- Born: c. 1784
- Died: 13 August 1832 (aged 48) Hall Place, St John's Wood
- Burial place: St Marylebone Parish Church
- Military career
- Allegiance: United Kingdom
- Branch: British Army Portuguese Army
- Service years: 1798–1832
- Rank: Major-General
- Conflicts: French Revolutionary Wars West Indies campaign; ; Napoleonic Wars West Indies campaign; Peninsular War Battle of Bussaco; Battle of Fuentes d'Onoro; Battle of Arroyo dos Molinos; Battle of Almaraz; Battle of Vitoria; Battle of the Pyrenees (WIA); Battle of Nivelle; Battle of the Nive; Battle of St Pierre (WIA); ; ;
- Awards: Army Gold Medal Military Order of the Tower and Sword (Portugal)

= Charles Ashworth =

Major-General Sir Charles Ashworth (c. 1784 – 13 August 1832) was an Anglo-Irish British Army officer who was prominent in the Peninsular War.

==Life==
He was appointed ensign in the 68th foot in 1798 and lieutenant in 1799. He captain 55th foot in 1801, major 6th West India Regiment in 1808, and major 62nd foot in 1808. He was a lieutenant-colonel with the Portuguese army in 1810, and served as brigadier-general at the battles of Vittoria, Pyrenees, Nivelle, Nive, and St. Pierre, where he was badly wounded.

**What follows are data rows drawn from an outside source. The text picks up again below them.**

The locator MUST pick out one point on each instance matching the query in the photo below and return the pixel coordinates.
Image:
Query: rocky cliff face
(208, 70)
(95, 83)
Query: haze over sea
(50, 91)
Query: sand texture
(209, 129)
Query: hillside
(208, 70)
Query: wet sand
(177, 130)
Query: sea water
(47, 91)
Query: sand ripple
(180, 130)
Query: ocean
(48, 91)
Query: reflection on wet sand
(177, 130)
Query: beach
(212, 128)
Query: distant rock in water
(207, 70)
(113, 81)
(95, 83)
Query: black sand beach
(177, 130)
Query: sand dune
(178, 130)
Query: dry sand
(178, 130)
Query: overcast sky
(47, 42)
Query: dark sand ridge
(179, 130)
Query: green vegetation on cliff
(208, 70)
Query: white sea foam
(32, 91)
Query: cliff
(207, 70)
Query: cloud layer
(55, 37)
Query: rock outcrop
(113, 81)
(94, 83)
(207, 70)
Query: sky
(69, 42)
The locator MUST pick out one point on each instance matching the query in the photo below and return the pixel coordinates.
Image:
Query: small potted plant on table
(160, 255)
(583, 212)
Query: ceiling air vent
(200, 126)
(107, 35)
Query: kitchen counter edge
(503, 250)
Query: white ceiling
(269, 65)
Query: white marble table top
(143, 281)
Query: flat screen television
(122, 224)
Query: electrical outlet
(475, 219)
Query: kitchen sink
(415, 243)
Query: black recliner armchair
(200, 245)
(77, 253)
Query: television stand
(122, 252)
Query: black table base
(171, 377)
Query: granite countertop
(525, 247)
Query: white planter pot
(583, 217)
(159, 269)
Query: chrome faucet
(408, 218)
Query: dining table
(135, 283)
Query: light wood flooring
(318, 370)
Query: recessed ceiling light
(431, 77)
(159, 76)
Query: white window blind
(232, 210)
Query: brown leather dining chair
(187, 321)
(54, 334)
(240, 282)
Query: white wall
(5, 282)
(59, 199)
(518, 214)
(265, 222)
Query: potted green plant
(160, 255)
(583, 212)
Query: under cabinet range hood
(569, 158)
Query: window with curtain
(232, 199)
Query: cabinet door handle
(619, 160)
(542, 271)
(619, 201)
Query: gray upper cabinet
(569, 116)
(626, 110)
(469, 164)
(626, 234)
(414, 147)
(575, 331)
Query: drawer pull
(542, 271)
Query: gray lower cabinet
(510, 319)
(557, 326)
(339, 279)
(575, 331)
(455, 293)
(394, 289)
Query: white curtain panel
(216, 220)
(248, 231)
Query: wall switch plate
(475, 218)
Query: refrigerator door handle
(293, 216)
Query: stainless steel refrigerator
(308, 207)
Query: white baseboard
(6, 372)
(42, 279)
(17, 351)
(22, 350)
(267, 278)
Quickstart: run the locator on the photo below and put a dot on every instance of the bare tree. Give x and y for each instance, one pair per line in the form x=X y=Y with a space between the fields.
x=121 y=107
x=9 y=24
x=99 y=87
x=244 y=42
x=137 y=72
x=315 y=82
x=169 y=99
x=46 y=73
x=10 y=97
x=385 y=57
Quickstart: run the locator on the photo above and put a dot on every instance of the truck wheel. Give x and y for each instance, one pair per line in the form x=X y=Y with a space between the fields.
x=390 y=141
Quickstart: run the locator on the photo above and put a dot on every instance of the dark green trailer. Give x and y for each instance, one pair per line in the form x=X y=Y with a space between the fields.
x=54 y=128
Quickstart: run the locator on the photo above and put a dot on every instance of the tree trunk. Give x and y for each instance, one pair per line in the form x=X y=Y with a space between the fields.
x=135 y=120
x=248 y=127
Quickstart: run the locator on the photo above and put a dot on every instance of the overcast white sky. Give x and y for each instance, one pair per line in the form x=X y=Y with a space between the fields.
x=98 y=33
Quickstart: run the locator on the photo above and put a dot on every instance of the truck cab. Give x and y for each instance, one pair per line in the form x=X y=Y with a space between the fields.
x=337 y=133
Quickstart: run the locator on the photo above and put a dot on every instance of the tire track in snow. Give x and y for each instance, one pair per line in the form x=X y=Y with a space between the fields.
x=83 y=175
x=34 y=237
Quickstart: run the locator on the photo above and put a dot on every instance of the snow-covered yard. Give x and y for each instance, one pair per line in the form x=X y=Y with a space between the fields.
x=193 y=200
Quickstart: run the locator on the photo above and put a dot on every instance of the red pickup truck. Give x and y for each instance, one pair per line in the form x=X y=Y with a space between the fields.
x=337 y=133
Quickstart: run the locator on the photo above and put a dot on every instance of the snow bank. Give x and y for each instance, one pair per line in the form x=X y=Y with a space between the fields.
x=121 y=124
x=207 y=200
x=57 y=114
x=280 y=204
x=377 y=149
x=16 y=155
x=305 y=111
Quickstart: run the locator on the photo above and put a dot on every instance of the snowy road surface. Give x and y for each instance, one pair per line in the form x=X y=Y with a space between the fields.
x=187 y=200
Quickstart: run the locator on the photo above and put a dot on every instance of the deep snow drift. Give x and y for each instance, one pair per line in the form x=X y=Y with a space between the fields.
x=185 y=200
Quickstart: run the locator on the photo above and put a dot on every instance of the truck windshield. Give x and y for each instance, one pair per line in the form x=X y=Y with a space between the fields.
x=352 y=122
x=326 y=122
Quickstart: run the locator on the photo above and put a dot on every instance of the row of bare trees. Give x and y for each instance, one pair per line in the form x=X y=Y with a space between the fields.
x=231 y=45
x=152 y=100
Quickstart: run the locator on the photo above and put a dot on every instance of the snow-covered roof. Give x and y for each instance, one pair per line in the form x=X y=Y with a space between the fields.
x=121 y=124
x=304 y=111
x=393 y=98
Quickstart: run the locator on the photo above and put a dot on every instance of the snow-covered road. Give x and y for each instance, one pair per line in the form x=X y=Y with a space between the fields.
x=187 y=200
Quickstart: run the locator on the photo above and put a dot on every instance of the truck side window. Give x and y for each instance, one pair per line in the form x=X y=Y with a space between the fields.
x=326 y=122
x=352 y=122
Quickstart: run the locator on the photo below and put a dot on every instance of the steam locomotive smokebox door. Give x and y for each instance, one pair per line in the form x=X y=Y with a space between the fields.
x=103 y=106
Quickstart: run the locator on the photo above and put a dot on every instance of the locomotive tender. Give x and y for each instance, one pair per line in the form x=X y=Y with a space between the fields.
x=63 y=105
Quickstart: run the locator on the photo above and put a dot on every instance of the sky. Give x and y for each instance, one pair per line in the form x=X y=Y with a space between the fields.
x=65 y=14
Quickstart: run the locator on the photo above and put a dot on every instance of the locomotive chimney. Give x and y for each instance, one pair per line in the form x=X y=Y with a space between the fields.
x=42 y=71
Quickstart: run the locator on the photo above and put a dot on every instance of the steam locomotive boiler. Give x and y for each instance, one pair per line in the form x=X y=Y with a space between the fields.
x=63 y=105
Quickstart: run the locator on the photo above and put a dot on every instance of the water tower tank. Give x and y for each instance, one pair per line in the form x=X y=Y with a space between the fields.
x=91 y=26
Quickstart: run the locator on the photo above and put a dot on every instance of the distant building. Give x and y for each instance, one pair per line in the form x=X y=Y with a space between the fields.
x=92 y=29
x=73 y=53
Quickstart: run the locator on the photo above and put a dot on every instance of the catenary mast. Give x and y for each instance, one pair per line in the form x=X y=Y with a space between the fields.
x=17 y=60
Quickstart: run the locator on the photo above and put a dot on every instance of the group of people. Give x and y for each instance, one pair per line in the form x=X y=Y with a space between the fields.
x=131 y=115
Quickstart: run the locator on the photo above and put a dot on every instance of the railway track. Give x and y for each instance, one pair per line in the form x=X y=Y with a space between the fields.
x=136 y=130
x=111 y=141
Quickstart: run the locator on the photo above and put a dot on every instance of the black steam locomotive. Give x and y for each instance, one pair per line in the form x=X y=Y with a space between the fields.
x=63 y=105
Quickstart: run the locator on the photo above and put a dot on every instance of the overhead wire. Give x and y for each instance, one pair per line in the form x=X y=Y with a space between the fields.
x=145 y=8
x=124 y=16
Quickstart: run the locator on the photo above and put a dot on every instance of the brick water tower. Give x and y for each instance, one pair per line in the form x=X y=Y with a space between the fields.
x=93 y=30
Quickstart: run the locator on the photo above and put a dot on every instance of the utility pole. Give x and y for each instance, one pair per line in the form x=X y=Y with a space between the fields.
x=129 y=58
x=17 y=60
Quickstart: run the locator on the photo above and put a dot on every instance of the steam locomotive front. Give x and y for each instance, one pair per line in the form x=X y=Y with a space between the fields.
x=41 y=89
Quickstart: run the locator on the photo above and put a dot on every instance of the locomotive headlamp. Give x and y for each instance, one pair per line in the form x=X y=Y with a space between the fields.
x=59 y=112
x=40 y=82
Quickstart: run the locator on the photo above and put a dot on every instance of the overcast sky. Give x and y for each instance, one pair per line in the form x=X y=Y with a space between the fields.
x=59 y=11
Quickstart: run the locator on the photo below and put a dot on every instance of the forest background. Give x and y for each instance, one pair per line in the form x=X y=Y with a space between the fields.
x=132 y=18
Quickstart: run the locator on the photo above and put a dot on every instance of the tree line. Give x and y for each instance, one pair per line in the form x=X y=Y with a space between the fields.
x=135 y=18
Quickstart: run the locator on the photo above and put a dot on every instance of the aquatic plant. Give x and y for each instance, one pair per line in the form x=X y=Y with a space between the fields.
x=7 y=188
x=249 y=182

He took part in the combat of Buenza and succeeding engagements, for which he was honoured with a cross, and allowed, 14 November 1814, to accept the order of the Tower and Sword from the Prince Regent of Portugal. He attained the rank of colonel in 1814, and major-general in 1825; was nominated a companion of the Bath in 1815; and a knight commander on the occasion of the coronation of William IV in September 1831.

He died at Hall Place, St. John's Wood, on 13 August 1832, aged 48.